Does Twitter have any plans on when/whether they'll change its current
cross-domain policy file?

http://api.twitter.com/crossdomain.xml does not allow requests from
Flash-based websites and web apps because it restricts response to
twitter.com subdomains.

http://search.twitter.com/crossdomain.xml, however, does allow Flash
requests from any domain.

This policy pretty much renders all Flash calls to the API useless
(unless they're search calls).

One could use proxy scripts, but given the limitations imposed by the
Twitter API (150 calls per IP per hour), it means public websites are
out of luck if they're getting any kind of public data without
authenticating like, say, getting a (public) user timeline.

This has been discussed at length in previous threads.

Change in crossdomain.xml??
http://groups.google.com/group/twitter-development-talk/browse_thread/thread/8d09970f449abc70

Most curiously, the above thread mentions on March 2008 that Twitter
would be moving API calls to api.twitter.com and allowing a more
permissive crossdomain policy file there in a few months.

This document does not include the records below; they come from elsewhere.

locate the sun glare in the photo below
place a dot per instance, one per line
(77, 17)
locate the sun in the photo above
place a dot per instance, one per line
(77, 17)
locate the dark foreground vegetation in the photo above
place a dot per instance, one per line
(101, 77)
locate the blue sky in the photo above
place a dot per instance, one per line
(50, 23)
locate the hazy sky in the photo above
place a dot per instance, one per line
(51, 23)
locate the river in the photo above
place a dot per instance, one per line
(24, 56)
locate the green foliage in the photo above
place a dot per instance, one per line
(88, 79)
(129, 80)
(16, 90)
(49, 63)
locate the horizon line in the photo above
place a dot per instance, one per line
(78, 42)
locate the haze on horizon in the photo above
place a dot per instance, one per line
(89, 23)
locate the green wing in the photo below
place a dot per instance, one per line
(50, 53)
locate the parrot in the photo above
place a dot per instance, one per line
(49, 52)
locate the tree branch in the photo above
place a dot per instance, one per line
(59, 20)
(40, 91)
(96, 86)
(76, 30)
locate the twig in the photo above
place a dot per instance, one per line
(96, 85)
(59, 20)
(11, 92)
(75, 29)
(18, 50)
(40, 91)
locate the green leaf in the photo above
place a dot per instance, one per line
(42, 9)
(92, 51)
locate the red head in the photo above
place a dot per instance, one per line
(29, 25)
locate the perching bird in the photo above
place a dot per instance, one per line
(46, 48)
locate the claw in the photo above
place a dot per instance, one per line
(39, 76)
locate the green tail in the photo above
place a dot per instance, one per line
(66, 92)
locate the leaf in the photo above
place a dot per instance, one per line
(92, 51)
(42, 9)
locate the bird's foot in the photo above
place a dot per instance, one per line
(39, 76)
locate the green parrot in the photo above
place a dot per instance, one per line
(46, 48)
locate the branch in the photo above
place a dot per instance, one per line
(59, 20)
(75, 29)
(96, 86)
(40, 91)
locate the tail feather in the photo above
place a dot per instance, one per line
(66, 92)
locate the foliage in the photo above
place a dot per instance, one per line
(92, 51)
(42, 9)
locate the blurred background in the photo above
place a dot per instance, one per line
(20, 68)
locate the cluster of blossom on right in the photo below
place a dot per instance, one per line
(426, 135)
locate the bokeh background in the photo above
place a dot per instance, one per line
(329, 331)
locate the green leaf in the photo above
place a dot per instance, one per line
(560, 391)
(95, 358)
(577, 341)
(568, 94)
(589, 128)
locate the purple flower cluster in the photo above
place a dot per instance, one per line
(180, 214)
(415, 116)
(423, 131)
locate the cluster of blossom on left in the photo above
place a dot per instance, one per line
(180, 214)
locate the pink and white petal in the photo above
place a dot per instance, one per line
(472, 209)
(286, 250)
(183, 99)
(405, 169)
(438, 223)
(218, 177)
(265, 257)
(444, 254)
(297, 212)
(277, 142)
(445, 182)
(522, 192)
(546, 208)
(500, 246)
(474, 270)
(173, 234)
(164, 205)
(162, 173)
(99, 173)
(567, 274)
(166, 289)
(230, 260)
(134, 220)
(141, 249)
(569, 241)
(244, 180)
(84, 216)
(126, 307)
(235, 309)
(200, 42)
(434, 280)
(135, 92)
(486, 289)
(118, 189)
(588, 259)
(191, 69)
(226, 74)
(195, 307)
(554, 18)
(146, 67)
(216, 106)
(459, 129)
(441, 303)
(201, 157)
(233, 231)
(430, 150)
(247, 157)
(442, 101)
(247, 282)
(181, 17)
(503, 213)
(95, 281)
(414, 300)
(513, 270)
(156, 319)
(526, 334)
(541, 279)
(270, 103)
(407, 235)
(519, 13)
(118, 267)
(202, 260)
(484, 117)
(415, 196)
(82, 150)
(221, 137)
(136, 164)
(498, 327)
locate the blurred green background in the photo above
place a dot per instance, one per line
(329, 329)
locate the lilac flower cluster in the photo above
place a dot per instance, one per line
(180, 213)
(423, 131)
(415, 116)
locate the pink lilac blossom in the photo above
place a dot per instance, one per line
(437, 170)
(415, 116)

This hasn't
happened, though, since people have continued to be dumbfounded by the
inability to load Twitter data from Flash-based web apps.

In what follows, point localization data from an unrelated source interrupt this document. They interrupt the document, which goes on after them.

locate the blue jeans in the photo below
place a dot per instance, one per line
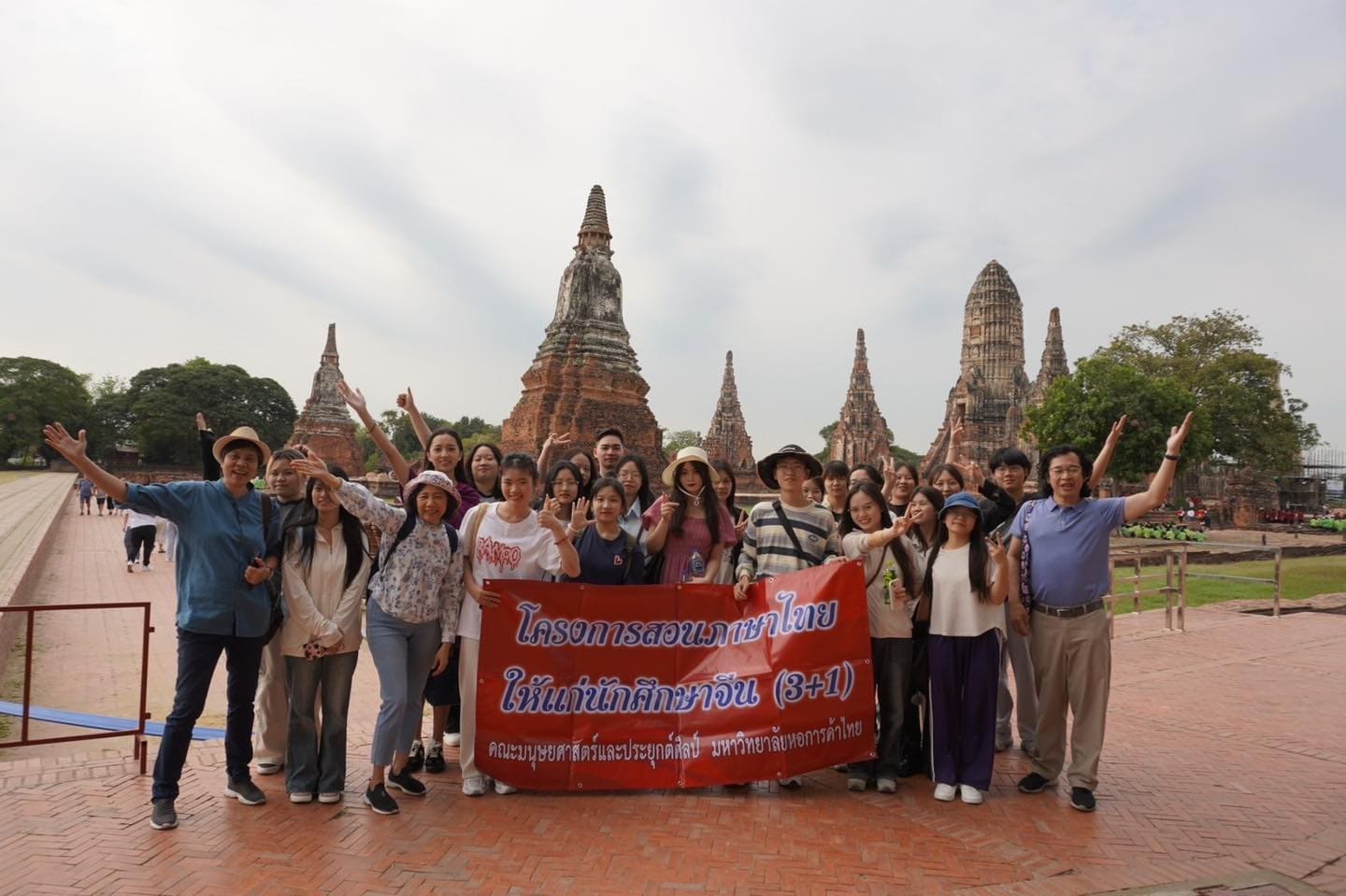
(198, 655)
(315, 766)
(403, 655)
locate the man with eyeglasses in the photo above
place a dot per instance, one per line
(1061, 541)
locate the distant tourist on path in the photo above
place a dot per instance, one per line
(1061, 541)
(326, 568)
(229, 545)
(139, 537)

Twitter Stream crossdomain.xml
http://groups.google.com/group/twitter-development-talk/browse_thread/thread/fa7c3f42f85b8d3

I think this decision is specially questionable as the cross-domain
restrictions in place do nothing else other than put a tax on what
people can do from Flash-based web apps, but also allow any other
usage from any other technology, be it a security issue or not. In
fact, even using PHP proxies one could make the API calls from Flash
(albeit in a restricted manner) so I can't see a real reason for
singling out/blocking this platform.

Normally, public APIs add no such artificial/ineffective restrictions,
and simply allow any kind of connection (doing their own top of their
own built-in restrictions and rate limiting)...

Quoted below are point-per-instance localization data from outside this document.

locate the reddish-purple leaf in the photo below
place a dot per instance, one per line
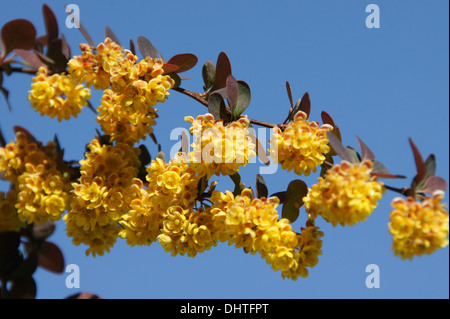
(29, 57)
(420, 164)
(51, 24)
(185, 61)
(327, 119)
(289, 91)
(366, 153)
(223, 70)
(232, 91)
(339, 149)
(18, 34)
(434, 183)
(51, 258)
(169, 68)
(305, 104)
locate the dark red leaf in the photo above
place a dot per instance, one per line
(169, 68)
(18, 34)
(29, 57)
(51, 24)
(420, 164)
(366, 153)
(223, 70)
(51, 258)
(185, 61)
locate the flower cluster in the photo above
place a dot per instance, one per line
(107, 186)
(419, 227)
(42, 190)
(254, 225)
(165, 212)
(218, 148)
(301, 146)
(346, 195)
(57, 95)
(126, 112)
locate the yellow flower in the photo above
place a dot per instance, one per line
(58, 95)
(220, 149)
(347, 194)
(301, 146)
(419, 227)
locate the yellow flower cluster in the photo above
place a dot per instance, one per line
(126, 112)
(9, 220)
(254, 224)
(346, 195)
(219, 149)
(166, 212)
(419, 227)
(42, 188)
(301, 146)
(58, 95)
(107, 186)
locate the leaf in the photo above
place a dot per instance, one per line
(243, 100)
(339, 149)
(208, 74)
(5, 93)
(110, 34)
(42, 231)
(51, 24)
(420, 164)
(146, 48)
(366, 153)
(185, 61)
(17, 34)
(223, 70)
(217, 107)
(432, 184)
(169, 68)
(289, 91)
(327, 119)
(261, 187)
(295, 192)
(26, 268)
(51, 258)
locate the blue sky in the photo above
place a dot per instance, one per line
(384, 85)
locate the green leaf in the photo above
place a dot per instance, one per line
(261, 187)
(420, 164)
(223, 70)
(146, 48)
(216, 106)
(51, 24)
(51, 258)
(185, 61)
(295, 192)
(18, 34)
(208, 74)
(243, 100)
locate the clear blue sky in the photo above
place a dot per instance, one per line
(384, 85)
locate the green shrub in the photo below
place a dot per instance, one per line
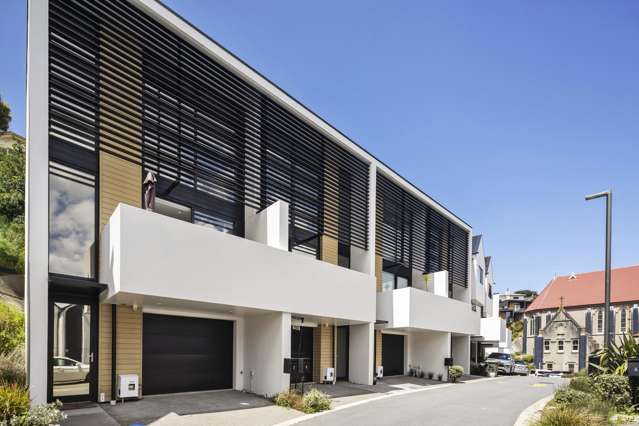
(14, 401)
(289, 399)
(455, 372)
(569, 416)
(12, 368)
(572, 397)
(315, 401)
(11, 328)
(613, 389)
(41, 415)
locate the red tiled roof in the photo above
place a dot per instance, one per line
(588, 289)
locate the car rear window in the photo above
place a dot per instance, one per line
(496, 355)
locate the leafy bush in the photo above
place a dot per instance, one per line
(572, 397)
(455, 372)
(11, 328)
(315, 401)
(569, 416)
(614, 358)
(14, 401)
(12, 368)
(581, 383)
(289, 399)
(614, 389)
(41, 415)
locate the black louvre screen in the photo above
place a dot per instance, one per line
(412, 234)
(124, 84)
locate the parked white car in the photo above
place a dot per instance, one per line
(520, 368)
(67, 370)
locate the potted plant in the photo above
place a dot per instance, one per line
(455, 372)
(491, 369)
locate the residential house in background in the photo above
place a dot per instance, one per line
(565, 323)
(271, 234)
(513, 305)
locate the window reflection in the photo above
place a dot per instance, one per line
(71, 222)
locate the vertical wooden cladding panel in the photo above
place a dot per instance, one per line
(129, 342)
(323, 355)
(379, 270)
(329, 249)
(120, 121)
(104, 352)
(378, 348)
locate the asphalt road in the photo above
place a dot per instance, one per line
(491, 403)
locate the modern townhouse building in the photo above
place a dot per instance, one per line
(493, 334)
(565, 323)
(513, 305)
(273, 235)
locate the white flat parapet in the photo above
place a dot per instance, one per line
(144, 254)
(412, 308)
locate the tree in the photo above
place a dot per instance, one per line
(5, 116)
(12, 176)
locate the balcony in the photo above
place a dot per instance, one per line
(413, 308)
(147, 258)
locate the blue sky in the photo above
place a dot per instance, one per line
(507, 112)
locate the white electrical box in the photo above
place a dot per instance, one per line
(329, 375)
(128, 386)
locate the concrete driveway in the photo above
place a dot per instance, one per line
(488, 403)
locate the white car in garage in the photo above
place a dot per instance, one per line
(67, 370)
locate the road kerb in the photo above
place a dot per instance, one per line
(377, 398)
(531, 412)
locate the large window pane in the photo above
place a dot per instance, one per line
(71, 222)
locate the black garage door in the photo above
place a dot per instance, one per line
(393, 354)
(183, 354)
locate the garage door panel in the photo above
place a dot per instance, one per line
(393, 354)
(184, 354)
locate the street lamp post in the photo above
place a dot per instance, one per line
(608, 195)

http://graph.facebook.com/crossdomain.xml - allows connections from
all domains
http://api.flickr.com/crossdomain.xml - allows connections from all
domains
http://api.plixi.com/crossdomain.xml - allows connections from all
domains
http://api.bit.ly/crossdomain.xml - allows connections from all
domains
http://stream.twitvid.com/crossdomain.xml - allows connections from
all domains
...etc etc

So, is there any clear reason why the restriction is still in place?
Or any idea on when this policy will be reviewed?